The others orbit these poles. Thorne, the brute with philosopher’s eyes, smashes through hoops with brute force, splintering wood and bone alike, his roars masking a hunger for validation amid the immortals’ disdain. Mira, the observer, places her shots with eerie foresight, anticipating every deflection, her quiet smiles hiding calculations that span lifetimes. Each player, in turn, is dissected by the mallet’s arc, alliances fracturing over a botched putt, vendettas ignited by a ball lodged in flesh.
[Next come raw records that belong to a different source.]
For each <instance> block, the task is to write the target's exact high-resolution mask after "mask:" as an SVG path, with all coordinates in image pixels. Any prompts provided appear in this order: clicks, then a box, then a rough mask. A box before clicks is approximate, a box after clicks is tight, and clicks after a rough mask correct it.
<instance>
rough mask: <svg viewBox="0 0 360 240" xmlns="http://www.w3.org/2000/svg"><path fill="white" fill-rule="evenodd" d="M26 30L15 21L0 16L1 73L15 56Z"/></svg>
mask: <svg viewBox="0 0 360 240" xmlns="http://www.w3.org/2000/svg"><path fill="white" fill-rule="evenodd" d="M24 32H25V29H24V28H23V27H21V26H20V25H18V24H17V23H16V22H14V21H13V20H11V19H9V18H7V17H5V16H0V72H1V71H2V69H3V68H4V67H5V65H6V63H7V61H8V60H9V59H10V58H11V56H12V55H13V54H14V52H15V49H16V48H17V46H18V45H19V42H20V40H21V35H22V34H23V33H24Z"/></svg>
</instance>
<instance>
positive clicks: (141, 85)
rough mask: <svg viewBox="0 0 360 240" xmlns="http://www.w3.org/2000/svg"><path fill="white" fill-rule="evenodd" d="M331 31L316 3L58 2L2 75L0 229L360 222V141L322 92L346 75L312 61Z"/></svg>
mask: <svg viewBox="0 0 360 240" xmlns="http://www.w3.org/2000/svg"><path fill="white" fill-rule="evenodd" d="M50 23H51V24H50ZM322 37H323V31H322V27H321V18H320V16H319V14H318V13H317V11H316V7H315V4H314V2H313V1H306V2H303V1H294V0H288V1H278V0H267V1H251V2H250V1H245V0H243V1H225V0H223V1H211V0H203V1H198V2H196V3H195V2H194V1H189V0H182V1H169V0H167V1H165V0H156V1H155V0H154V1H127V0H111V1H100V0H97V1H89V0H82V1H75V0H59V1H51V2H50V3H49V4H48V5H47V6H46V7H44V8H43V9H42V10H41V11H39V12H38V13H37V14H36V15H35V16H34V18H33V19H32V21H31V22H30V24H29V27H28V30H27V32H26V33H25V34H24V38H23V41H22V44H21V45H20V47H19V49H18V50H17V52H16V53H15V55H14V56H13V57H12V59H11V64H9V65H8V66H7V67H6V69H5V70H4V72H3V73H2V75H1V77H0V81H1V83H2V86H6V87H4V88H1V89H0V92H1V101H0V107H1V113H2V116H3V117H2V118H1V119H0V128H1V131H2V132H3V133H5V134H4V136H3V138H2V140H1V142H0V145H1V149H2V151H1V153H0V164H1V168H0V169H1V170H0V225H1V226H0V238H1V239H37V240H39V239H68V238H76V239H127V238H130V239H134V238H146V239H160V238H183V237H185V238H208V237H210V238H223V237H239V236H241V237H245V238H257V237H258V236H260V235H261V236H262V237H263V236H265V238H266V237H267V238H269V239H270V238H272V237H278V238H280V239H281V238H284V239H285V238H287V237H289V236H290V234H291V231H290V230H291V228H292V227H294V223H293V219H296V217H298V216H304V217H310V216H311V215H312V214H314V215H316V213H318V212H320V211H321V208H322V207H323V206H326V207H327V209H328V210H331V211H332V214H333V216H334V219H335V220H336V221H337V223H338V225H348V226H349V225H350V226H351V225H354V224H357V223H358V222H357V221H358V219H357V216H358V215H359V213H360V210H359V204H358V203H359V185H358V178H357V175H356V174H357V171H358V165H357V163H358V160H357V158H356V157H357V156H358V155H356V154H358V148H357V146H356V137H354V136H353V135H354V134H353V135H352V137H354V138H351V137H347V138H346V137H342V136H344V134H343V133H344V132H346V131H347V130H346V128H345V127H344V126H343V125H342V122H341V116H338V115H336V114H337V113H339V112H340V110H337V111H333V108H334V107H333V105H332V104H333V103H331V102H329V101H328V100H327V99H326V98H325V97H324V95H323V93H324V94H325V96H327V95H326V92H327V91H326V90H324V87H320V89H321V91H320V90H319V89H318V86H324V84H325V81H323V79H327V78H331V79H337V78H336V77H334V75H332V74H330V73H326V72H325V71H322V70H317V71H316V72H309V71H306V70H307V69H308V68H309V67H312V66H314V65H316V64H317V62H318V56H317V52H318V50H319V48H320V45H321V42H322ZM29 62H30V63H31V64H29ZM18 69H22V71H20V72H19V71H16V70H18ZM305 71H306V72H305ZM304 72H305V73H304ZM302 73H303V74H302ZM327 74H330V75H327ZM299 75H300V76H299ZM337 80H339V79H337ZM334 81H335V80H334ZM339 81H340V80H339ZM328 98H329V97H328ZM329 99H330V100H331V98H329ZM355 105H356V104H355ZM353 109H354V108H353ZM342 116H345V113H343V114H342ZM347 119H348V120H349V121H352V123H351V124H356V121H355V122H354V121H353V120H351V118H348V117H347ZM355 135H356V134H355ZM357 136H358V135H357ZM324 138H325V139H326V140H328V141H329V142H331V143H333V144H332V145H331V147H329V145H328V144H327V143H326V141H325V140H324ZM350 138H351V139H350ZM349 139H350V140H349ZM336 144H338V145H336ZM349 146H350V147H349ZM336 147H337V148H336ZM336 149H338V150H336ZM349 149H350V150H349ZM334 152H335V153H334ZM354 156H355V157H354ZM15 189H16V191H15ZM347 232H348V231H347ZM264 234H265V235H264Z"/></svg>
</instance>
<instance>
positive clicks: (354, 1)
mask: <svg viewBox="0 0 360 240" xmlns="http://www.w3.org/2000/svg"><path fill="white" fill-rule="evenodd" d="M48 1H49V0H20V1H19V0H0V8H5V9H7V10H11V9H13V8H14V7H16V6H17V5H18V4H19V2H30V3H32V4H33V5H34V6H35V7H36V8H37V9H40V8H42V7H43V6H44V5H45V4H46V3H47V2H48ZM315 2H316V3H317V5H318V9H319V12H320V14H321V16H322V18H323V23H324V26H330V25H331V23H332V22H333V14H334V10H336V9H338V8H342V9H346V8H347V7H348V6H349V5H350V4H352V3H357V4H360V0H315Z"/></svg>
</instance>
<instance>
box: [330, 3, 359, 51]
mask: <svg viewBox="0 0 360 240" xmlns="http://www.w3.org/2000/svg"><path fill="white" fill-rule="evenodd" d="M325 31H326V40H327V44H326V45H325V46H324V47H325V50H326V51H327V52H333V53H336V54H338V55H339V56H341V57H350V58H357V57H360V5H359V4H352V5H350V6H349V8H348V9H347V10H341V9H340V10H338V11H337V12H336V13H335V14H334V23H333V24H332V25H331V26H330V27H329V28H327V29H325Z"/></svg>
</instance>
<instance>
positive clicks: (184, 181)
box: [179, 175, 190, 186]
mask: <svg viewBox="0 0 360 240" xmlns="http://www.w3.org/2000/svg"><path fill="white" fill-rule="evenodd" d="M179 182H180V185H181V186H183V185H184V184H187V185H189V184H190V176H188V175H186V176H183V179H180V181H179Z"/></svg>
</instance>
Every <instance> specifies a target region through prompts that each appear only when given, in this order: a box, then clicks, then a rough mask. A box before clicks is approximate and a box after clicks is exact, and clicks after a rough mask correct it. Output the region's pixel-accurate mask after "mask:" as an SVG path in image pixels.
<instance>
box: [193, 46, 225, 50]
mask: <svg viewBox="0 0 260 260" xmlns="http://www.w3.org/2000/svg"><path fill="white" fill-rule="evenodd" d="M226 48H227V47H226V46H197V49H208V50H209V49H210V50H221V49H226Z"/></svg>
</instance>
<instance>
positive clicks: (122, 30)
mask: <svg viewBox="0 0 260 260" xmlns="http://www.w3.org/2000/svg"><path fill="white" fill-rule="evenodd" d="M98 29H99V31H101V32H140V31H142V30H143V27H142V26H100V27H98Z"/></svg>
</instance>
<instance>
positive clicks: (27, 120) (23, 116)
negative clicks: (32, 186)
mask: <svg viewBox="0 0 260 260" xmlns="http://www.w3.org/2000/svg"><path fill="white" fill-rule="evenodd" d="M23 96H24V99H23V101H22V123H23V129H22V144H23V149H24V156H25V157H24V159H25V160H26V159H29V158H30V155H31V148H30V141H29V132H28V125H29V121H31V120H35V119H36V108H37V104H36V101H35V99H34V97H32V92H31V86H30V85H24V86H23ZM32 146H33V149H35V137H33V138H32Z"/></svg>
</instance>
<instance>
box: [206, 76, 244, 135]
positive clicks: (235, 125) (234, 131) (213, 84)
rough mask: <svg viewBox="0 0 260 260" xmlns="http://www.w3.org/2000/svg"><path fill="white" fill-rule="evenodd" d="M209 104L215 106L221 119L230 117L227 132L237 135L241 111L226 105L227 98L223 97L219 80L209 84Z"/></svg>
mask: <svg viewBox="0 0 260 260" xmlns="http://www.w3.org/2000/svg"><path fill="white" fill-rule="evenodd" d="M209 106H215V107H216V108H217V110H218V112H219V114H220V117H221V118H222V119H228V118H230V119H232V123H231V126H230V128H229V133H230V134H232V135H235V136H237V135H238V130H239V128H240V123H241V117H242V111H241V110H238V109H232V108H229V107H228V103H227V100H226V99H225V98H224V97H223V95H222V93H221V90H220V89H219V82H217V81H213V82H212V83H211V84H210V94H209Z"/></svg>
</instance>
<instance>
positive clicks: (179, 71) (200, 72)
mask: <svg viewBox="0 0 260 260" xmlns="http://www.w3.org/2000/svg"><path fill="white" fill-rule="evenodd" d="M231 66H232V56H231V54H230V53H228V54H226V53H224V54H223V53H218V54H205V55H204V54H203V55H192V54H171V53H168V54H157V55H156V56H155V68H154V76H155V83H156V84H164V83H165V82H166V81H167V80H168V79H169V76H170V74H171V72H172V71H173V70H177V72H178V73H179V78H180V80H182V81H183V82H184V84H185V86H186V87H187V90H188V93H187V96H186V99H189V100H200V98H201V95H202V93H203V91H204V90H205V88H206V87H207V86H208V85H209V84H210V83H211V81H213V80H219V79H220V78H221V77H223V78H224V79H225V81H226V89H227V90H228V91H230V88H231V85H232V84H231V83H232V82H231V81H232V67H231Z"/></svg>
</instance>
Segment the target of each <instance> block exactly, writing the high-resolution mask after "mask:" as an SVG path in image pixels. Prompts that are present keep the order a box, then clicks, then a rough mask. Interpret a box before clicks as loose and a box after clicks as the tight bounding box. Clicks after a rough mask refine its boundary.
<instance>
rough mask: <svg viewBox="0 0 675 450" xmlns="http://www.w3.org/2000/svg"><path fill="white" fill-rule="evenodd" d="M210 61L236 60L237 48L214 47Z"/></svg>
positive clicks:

What the croquet games reveal above all is the fragility of their immortality. These beings, who defy death’s grasp, crave the thrill of risk in petty sport. A misplaced strike draws blood that does not flow easily, a hoop bent under pressure whispers of the decay they deny. Immortalis uses these moments to puncture the myth of invincibility, showing how eternity amplifies pettiness into horror. The games are microcosms of their world: beautiful, brutal, and inexorably revealing. One watches, mallet in hand, and sees too much, the masks cracking under the polite clack of bone on bone.
The true genius lies in the understatement. No grand battles, no cataclysms. Just a lawn, some wickets, and immortals playing at humanity. Yet in those swings, Immortalis unveils the abyss they straddle, where every revelation edges them closer to the fall they pretend cannot come.